アトリエは天井まで二階分くらいの高さがあり、奥行きも幅から想像する二部屋分くらいある細長い部屋だった。とりあえずキョロキョロしながら奥まで進む。奥は手前とちがって片付いていた。阿久津さんの片づけ好きのせいもあるかもしれないけど、警察が押収していったからというのもあるだろう。壮介は、奥側が阿久津さんのスペースだとアタリをつけた。折り畳みイス、空のイーゼル。小道具が大量に入った木箱。そんなものが目についた。そのあと目を奪われたのは、巨大なオブジェのようなものだった。デカすぎて認識に時間がかかったのかもしれない。
「なにこれ。デカい、壺?」
「なんでしょうね。意味わからないものつくる人多いですよ」
「さすが芸大」
相内さんも横にきて見上げる。高さは四メートルくらいありそうだ。
上下の真ん中は円盤が水平になった状態で外側に張り出している。円盤から変形した筒みたいなものが上下にでている。下側の筒はオブジェの足を兼ねていて、厚さ三センチくらいの黒い石の台に立っている。筒はそれぞれ、上下の真ん中あたりに向かってギュッとすぼまっている。すぼまったあとにまた急激に広がる。円盤には急激に広がった部分が滑らかに接続している。全体に模様が描いてある。

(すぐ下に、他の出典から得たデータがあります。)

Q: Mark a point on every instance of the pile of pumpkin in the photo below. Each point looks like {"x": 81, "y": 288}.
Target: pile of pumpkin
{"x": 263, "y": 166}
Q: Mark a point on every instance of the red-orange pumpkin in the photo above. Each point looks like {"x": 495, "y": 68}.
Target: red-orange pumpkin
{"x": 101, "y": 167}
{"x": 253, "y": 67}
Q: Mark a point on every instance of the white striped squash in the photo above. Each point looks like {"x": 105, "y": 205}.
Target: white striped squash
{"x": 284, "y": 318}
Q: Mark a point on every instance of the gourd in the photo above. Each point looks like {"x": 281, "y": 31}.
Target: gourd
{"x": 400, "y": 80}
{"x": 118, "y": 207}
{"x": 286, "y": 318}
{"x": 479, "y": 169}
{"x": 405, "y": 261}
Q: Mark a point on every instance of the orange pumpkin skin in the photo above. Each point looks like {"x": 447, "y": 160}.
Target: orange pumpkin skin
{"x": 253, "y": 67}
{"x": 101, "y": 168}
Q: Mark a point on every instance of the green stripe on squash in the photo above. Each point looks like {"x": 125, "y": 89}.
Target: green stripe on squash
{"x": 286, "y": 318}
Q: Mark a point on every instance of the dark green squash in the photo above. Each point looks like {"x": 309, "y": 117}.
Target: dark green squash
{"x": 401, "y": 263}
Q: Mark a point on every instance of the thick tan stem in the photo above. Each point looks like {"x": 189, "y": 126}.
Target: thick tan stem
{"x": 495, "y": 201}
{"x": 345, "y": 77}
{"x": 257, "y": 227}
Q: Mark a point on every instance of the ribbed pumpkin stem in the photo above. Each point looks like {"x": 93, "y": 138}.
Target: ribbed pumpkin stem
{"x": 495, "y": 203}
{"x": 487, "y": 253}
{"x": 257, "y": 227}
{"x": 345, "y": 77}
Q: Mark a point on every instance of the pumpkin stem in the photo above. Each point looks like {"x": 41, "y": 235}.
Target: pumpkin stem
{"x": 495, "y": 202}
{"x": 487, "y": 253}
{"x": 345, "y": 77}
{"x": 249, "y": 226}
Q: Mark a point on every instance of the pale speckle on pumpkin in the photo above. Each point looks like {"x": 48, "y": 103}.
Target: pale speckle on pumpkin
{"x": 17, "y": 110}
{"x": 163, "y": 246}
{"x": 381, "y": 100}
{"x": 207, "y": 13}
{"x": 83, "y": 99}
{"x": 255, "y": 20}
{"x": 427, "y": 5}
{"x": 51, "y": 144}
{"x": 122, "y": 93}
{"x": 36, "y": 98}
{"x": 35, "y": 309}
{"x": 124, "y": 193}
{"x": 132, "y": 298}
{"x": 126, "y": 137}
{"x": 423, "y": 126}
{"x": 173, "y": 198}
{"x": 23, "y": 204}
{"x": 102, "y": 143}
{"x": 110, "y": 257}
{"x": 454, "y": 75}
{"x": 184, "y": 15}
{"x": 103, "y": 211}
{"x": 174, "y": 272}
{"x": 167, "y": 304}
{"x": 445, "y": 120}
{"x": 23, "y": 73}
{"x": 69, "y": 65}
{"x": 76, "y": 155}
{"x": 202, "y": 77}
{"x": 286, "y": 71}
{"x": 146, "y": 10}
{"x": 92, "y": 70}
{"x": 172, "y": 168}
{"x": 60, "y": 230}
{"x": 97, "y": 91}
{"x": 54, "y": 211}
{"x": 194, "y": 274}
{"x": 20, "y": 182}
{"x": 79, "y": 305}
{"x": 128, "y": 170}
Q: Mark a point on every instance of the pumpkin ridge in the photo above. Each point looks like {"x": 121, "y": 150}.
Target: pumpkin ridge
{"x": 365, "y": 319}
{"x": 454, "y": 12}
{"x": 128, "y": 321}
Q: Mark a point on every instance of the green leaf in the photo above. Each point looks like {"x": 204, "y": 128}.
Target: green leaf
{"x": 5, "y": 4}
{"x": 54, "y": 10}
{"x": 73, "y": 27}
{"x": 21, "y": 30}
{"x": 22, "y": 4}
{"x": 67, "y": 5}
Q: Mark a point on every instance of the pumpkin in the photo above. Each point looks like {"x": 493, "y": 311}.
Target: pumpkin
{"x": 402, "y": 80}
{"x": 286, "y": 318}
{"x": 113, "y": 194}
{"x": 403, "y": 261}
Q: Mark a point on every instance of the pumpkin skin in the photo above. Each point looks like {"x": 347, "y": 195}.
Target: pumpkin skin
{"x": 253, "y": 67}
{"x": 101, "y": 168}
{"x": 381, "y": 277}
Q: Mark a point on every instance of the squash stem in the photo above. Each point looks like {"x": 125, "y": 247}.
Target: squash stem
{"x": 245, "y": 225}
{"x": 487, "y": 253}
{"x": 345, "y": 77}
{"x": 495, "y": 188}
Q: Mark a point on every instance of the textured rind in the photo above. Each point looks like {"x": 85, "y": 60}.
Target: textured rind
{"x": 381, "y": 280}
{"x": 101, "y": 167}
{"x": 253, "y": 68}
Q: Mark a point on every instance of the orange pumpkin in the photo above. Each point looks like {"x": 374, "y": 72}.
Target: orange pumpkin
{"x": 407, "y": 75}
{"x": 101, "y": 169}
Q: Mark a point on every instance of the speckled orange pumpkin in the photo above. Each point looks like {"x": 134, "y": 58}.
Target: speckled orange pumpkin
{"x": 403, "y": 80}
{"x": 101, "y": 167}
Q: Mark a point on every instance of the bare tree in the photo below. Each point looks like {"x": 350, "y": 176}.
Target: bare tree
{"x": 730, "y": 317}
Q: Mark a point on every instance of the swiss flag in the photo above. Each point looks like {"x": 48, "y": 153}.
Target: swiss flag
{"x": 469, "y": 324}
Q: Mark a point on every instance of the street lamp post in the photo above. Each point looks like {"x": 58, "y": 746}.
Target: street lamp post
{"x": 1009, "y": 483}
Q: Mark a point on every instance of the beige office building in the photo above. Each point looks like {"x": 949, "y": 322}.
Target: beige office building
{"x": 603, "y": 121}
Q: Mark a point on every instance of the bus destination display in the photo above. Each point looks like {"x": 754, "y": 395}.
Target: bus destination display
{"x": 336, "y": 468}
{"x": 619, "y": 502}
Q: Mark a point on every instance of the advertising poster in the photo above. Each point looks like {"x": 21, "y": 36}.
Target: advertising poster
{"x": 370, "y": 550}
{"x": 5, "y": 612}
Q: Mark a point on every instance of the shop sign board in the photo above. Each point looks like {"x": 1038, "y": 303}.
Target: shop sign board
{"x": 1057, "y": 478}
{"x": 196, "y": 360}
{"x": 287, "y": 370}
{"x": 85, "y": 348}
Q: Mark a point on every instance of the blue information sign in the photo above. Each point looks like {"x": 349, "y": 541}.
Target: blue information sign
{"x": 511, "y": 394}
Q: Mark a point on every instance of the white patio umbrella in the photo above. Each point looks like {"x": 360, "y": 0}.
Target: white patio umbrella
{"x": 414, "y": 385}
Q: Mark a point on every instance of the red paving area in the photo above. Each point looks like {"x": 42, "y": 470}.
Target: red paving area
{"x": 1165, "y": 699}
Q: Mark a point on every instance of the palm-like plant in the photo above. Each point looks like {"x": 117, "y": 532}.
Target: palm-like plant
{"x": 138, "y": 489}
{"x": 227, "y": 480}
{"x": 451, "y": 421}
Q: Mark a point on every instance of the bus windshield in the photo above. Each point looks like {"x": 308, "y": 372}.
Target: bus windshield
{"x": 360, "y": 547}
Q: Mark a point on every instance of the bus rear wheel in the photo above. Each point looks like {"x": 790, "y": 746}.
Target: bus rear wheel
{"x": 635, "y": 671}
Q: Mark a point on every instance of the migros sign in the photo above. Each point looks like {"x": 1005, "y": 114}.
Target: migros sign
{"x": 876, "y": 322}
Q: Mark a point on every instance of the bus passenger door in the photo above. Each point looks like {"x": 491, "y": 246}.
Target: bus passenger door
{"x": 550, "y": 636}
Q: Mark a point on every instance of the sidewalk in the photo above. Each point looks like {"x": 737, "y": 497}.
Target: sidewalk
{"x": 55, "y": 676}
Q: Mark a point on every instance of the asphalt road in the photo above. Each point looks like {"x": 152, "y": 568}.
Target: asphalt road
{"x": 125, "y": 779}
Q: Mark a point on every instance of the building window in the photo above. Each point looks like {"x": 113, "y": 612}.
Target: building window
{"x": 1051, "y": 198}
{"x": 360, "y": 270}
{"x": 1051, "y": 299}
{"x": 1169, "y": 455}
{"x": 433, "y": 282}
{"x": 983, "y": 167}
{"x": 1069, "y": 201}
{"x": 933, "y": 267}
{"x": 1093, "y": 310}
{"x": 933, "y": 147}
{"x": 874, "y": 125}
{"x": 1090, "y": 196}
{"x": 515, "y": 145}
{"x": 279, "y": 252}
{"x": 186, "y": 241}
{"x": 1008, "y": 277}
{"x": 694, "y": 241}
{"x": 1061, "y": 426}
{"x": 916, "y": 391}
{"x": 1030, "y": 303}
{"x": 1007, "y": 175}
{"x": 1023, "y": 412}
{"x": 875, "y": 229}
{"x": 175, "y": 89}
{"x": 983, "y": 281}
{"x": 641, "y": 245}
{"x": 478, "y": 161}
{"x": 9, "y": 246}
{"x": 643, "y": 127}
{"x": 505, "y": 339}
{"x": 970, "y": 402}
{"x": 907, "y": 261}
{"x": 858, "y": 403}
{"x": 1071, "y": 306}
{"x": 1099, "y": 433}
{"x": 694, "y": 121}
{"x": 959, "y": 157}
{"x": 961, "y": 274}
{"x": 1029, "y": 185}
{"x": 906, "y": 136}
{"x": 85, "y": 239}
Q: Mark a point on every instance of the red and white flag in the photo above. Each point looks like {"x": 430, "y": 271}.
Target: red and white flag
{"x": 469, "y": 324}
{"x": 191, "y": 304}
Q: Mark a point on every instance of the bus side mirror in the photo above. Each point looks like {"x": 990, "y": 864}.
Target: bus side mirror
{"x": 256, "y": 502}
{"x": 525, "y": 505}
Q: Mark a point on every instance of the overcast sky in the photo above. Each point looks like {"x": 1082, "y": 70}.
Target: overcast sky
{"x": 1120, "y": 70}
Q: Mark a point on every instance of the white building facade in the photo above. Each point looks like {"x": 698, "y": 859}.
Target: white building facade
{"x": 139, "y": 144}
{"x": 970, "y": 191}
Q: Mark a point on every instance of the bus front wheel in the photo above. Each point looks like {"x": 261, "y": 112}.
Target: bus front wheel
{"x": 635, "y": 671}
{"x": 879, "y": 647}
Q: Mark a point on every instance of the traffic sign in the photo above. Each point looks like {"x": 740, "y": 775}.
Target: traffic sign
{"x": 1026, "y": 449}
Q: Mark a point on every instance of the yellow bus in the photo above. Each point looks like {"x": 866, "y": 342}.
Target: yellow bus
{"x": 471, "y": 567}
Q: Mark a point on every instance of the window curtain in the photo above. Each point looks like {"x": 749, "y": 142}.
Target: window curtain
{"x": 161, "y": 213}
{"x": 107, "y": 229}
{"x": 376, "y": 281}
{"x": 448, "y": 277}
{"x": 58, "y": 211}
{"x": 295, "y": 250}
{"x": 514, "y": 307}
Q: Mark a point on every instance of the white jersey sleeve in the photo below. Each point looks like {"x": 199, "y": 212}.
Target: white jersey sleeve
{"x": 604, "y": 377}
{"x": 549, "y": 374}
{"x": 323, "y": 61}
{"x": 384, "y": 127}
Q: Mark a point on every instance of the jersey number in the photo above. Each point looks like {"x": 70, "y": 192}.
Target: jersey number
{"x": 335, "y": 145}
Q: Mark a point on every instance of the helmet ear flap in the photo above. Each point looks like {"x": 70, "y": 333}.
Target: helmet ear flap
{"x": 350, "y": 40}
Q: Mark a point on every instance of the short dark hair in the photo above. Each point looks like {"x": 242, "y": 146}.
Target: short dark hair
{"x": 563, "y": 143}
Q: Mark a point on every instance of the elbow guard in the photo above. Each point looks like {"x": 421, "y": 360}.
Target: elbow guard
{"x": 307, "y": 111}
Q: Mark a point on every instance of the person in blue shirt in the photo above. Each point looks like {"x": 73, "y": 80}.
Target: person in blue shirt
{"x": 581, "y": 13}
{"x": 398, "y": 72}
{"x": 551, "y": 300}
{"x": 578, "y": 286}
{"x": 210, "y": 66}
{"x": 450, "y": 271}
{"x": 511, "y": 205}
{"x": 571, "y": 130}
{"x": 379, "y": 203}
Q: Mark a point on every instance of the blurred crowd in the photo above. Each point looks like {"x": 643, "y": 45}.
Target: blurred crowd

これはなんだろう。デカい壺なのだろうか。それなら、上の筒と下の筒はつながっているということか。
オブジェの台には、金属のプレートがついていた。「コスタ・アラベスク」。オブジェに描いてある絵は、幾何学模様と植物の模様だ。これがアラベスクなのだろう。ということは、壺みたいなこのオブジェのことをコスタというのか。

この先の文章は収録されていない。